In the final use categories, $129m of subsidies is associated with the supply of Petroleum and coal products to the Household sector for final consumption and so on, resulting in a total of $266m of subsidies being associated with the supply of Petroleum and coal products to all the final use categories.

Table 39: IO - ANZSIC 93 Concordances - Input-Output Industry Classification

This table shows the concordance (mapping) between Input Output Industry Groups (IOIG) and Australian and New Zealand Standard Industrial Classification (ANZSIC).

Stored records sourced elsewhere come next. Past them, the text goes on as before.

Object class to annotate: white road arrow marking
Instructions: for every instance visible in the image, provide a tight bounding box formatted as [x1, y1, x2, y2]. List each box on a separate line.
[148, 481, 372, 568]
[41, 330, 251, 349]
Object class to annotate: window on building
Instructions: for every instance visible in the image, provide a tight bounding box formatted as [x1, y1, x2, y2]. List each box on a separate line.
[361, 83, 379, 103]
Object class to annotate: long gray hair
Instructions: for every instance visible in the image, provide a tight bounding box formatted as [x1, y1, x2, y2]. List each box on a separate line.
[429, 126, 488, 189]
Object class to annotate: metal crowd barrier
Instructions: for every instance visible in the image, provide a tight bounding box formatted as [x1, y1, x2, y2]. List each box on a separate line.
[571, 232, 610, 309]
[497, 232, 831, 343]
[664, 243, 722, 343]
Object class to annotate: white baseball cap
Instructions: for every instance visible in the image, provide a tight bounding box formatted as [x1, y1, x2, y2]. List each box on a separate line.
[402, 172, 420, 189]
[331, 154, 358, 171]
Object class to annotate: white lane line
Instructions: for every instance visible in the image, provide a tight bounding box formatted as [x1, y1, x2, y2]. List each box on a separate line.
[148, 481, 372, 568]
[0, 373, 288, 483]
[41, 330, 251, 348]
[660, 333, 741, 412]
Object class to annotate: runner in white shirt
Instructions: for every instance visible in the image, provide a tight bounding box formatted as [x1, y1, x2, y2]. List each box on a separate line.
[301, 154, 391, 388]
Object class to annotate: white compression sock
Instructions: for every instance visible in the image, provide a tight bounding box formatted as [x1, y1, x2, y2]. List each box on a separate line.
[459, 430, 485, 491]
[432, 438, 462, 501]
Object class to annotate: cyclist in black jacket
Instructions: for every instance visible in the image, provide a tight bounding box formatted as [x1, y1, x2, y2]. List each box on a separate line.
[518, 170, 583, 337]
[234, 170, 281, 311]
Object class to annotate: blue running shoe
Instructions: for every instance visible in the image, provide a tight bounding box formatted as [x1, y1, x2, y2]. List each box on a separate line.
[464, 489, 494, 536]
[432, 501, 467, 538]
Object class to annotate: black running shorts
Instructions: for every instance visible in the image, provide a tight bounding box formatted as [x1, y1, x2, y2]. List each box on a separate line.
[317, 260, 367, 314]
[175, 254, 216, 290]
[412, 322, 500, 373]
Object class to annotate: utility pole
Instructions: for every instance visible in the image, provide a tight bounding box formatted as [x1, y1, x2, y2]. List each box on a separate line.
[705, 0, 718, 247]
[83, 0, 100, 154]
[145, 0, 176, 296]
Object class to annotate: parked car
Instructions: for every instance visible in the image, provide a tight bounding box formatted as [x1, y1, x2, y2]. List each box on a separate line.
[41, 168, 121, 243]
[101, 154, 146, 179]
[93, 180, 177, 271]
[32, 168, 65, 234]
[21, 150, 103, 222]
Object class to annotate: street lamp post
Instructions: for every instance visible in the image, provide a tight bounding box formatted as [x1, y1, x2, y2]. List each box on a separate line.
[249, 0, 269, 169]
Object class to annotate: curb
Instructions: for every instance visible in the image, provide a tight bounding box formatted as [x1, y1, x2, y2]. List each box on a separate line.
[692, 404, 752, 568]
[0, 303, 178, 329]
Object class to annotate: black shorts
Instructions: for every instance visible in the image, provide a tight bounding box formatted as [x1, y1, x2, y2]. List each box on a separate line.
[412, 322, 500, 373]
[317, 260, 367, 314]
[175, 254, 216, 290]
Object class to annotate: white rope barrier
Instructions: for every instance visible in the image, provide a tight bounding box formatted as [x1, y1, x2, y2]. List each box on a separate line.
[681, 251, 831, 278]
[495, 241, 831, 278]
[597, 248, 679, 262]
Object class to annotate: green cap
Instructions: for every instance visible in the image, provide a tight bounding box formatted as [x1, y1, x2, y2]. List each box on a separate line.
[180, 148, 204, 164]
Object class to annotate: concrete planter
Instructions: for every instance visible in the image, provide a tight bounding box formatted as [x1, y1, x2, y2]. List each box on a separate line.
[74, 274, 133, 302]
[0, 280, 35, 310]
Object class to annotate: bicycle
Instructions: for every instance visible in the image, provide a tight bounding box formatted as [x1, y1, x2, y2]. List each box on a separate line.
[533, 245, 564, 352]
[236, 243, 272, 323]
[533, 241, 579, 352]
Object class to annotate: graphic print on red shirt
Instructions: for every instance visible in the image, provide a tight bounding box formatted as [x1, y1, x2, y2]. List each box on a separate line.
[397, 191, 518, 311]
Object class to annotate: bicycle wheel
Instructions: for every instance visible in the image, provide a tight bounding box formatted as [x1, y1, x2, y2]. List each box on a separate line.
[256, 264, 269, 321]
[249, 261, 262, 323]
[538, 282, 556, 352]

IOIG codes are shown in column A and IOIG descriptors are shown in column B of the table.

ANZSIC codes are shown in column C and ANZSIC descriptors are shown in column D. The ANZSIC codes shown in this table are ANZSIC Class codes.

Column E indicates whether an IOIG is mapped to part of an ANZSIC class and indicated by 'p' against the mapping in this column.

For example, IOIG 0101, that is the Sheep industry is mapped to ANZSIC codes 0122 (Grain-Sheep and Grain-Beef Cattle Farming), 0123 (Sheep-Beef Cattle Farming) and 0124 (Sheep Farming).

ANZSIC class 0122 consists of units mainly engaged in growing cereal grains mixed with sheep farming or cereal grains mixed with beef cattle farming. IOIG 0101 can be mapped only to the units mainly engaged in growing grains mixed with sheep farming and for this reason the IOIG 0101 is mapped to part of this ANZSIC class.

Beef cattle (IOIG) is mapped to the other part of the ANZSIC class 0122, which can be seen in the mapping between IOIG 0103 and part of ANZSIC class 0122.